People with systemic amyloidosis, particularly the transthyretin form, can experience cognitive and psychological symptoms. Studies have found that anxiety, depression, and cognitive dysfunction are reported in nearly 50% of patients with transthyretin amyloidosis. Symptoms can include difficulty concentrating, reduced energy, social withdrawal, and mild cognitive impairment on screening tests.

These symptoms don’t necessarily mean Alzheimer’s is developing. Amyloid can accumulate in the central nervous system in systemic forms of the disease, and the resulting nerve damage, combined with the stress of chronic illness, can produce cognitive changes that mimic or overlap with early dementia. In at least one documented case, a patient’s cognitive decline and depressive symptoms were initially attributed to a psychiatric disorder before transthyretin amyloidosis was identified as the underlying cause. This highlights how easily the cognitive effects of systemic amyloidosis can be misread.

How Doctors Tell Them Apart

Diagnosing Alzheimer’s now relies on biomarkers that detect amyloid beta plaques and tau tangles specifically. Amyloid PET brain scans can visualize plaque buildup, and a scan is considered positive when it corresponds to at least moderate plaque density combined with a certain stage of tau pathology. In roughly 76% of cognitively healthy individuals, a positive amyloid PET scan reflects the full combination of Alzheimer’s-type changes, not just isolated amyloid deposits.

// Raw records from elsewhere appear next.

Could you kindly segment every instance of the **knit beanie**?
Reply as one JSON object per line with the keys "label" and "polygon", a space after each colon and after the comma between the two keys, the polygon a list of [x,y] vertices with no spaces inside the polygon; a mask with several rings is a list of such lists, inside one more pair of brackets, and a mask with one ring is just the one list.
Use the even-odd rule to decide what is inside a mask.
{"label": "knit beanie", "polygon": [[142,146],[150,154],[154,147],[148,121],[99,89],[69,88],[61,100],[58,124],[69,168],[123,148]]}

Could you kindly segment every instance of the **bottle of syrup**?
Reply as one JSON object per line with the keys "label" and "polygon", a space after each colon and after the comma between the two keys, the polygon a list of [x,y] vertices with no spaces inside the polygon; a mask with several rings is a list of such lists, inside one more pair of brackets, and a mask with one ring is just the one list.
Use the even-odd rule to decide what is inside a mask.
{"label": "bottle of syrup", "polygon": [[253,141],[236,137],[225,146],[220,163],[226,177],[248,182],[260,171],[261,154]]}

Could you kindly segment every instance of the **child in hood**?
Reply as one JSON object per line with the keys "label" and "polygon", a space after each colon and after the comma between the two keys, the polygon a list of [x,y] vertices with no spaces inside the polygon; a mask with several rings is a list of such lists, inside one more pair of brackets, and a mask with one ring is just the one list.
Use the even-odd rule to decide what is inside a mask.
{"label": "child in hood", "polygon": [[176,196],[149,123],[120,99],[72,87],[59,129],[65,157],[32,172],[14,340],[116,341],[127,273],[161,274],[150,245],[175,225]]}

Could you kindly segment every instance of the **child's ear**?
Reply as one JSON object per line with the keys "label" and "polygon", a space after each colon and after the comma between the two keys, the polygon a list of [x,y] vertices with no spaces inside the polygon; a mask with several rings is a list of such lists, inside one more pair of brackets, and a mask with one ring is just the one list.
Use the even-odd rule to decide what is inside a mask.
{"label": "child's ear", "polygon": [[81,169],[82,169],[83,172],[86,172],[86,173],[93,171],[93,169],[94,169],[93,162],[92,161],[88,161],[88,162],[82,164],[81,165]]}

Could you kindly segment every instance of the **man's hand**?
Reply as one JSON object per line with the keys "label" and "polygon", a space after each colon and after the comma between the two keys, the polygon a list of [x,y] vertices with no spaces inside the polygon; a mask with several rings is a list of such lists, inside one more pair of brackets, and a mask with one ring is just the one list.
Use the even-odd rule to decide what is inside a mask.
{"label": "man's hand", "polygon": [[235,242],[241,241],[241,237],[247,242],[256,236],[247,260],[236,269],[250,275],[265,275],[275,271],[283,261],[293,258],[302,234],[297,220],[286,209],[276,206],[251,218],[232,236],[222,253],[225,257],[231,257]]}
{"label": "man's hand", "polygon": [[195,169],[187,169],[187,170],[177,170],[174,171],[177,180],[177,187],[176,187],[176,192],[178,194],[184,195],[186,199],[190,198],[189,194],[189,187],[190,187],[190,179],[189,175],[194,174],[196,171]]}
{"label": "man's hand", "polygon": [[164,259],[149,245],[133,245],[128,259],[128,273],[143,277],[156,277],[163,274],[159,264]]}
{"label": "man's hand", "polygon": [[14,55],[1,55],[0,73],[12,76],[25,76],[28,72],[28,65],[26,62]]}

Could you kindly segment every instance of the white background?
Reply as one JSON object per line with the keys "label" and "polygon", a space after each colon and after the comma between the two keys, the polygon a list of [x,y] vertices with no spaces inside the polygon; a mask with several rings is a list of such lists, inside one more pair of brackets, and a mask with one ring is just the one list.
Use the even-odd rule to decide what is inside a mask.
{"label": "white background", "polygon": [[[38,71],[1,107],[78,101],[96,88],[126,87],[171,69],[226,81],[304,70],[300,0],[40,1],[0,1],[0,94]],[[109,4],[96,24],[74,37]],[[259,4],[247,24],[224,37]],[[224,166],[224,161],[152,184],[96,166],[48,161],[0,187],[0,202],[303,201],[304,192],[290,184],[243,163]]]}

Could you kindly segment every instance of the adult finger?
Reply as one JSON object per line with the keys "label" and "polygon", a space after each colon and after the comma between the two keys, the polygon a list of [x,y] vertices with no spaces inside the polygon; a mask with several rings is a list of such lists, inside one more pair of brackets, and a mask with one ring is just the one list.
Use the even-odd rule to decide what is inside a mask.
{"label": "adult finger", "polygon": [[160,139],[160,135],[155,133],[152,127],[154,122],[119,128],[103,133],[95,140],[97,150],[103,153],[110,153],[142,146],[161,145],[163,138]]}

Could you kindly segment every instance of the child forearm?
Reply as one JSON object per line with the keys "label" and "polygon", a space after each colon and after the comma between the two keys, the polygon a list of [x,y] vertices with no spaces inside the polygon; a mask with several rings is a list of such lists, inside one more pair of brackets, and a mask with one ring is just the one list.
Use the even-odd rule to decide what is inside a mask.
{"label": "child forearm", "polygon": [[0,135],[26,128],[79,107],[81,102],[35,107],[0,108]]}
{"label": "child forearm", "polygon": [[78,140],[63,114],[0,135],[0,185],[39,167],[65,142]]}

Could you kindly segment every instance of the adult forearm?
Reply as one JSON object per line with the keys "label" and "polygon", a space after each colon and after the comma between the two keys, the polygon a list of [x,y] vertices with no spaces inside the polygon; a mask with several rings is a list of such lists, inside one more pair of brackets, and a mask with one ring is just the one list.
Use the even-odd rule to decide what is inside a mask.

Systemic amyloidosis, by contrast, is diagnosed through tissue biopsies (often from abdominal fat or an affected organ), blood and urine tests for abnormal proteins, and cardiac imaging. The diagnostic pathways barely overlap. If you have systemic amyloidosis, your doctors are not screening you for Alzheimer’s based on that diagnosis alone, and vice versa.

Different Diseases, Different Treatments

Treatments for Alzheimer’s and systemic amyloidosis both target amyloid, but they go after entirely different proteins using different strategies. The newer Alzheimer’s drugs are monoclonal antibodies designed to bind to amyloid beta in the brain and trigger immune cells called microglia to engulf and break down the plaques. Each approved antibody targets a slightly different form of amyloid beta: some preferentially clear early-stage clumps called protofibrils, while others target a modified form of amyloid beta found only in mature plaques.

Treatments for systemic amyloidosis take a completely different approach. For the transthyretin form, drugs work by stabilizing the transthyretin protein so it doesn’t misfold in the first place, or by silencing the gene that produces it. For the antibody-fragment form, treatment targets the abnormal immune cells producing the problematic protein. None of these systemic treatments have any role in Alzheimer’s, and the Alzheimer’s antibodies have no role in systemic amyloidosis. The shared word “amyloid” in both conditions reflects a common structural feature of misfolded proteins, not a shared disease or a shared treatment target.